By Nitum Jain:
Japan lies in what is called the Ring of Fire, an arc of earthquake and volcanic zones stretching around the Pacific which is home to most of the world’s quakes. One would think that the country must be used to earthquakes by now but the last time they faced a quake of such apocalyptic proportions was in 1923 in Kanto which claimed the lives of 143,000 people; that earthquake measured an 8.3 on the Richter scale, the recent one measured an alarming 8.9. At 2:46 pm (11:16 am ISD), 11 March 2011, a 23-foot-high tsunami slammed against the eastern Japanese coast due to the quake.
The epicentre was about 380 kilometres north-east of Tokyo but the city, along with the towns and cities along Japan’s 2100-kilometre-long-coastline, suffered major shocks which included about 50 aftershocks with magnitudes as high as 6.0. Warning was issued all over the Pacific region and minor tsunamis were also reported in Hawaii but it was only Japan that got hit hard.
Police estimated the death toll at 300 to 400 in the coastal city of Sendai, the city in Miyagi prefecture, closest to the epicenter; Tokyo reports 60. More than 350 were reported missing while 550 were found injured, but these are only the people who have been discovered, there are many yet to be accounted for.
“The earthquake has caused major damage in broad areas in northern Japan,” Prime Minister Naoto Kan said at a news conference.
Pictures of the catastrophe show a water-flooded inland, whirlpools with ships caught in their midst, fires blazing skywards and debris and cars bobbing up and down as they are washed away by the water. Highways buckled, electricity and phone lines snapped, railways halted and airports shut down. The Tsunami first rode the ships and the vessels inland, causing various crashes with the buildings and the highways and then drove them back out to the sea. Coast guards are busy finding dock workers and passengers washed aboard from such vessels.

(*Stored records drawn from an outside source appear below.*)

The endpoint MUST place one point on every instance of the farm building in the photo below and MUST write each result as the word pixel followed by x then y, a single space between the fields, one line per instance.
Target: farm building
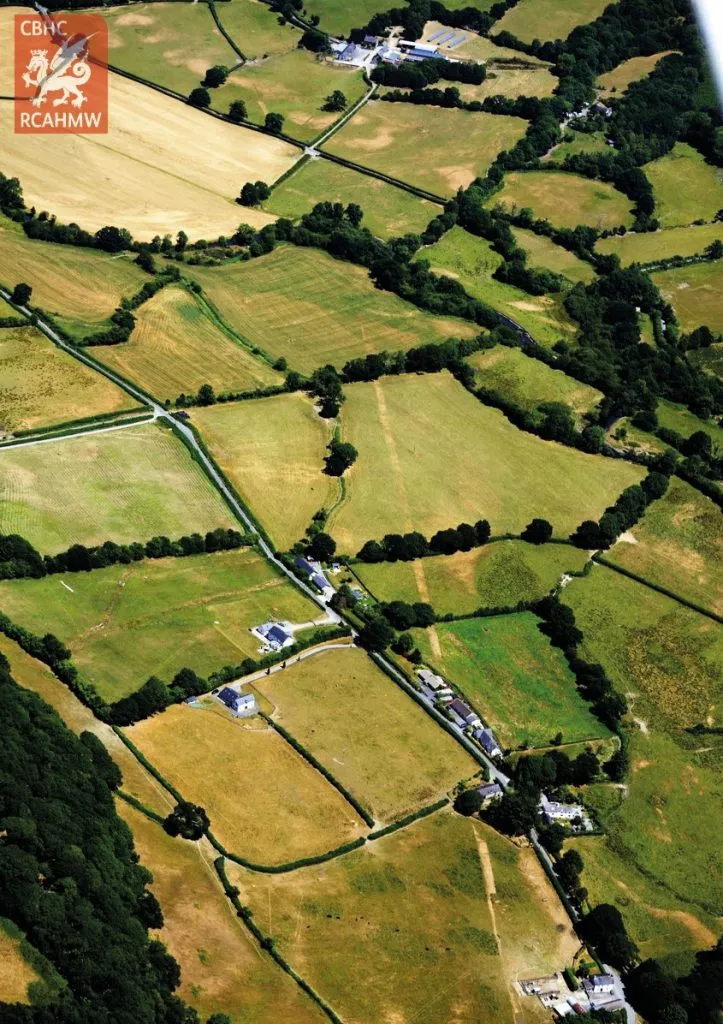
pixel 492 791
pixel 463 714
pixel 485 738
pixel 239 704
pixel 277 636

The region also found itself dotted with fires, probably due to burst gas pipes; a large fire erupted at the Cosmo oil refinery in the city of Ichihara and burned uncontrollably with 100-foot flames whipping into the sky. With the streets flooded, help is proving to be a difficult task for the authorities. The Defence Ministry has sent troops to the worst-hit regions and several helicopters have been employed to reach out the needy.
Also posing as a huge threat is the damage to the various nuclear plants, though no radioactive leaks have been reported. People nearby such plants were made to evacuate nonetheless, like in the city of Onahama where the reactor’s core remained hot even after shut down.
Jefferies International Ltd., a global investment banking group, has estimated the overall losses incurred due to this natural disaster to be about $10 billion. The value of yen has already dipped on the global scene.
The biggest earthquake to hit Japan since record-keeping started in the 1800s, this one has shaken the core of the country and full recovery seems a far thought. But Japan has pulled miracles before in history, especially after the Hiroshima-Nagasaki tragedy; it can surely ride this one out too.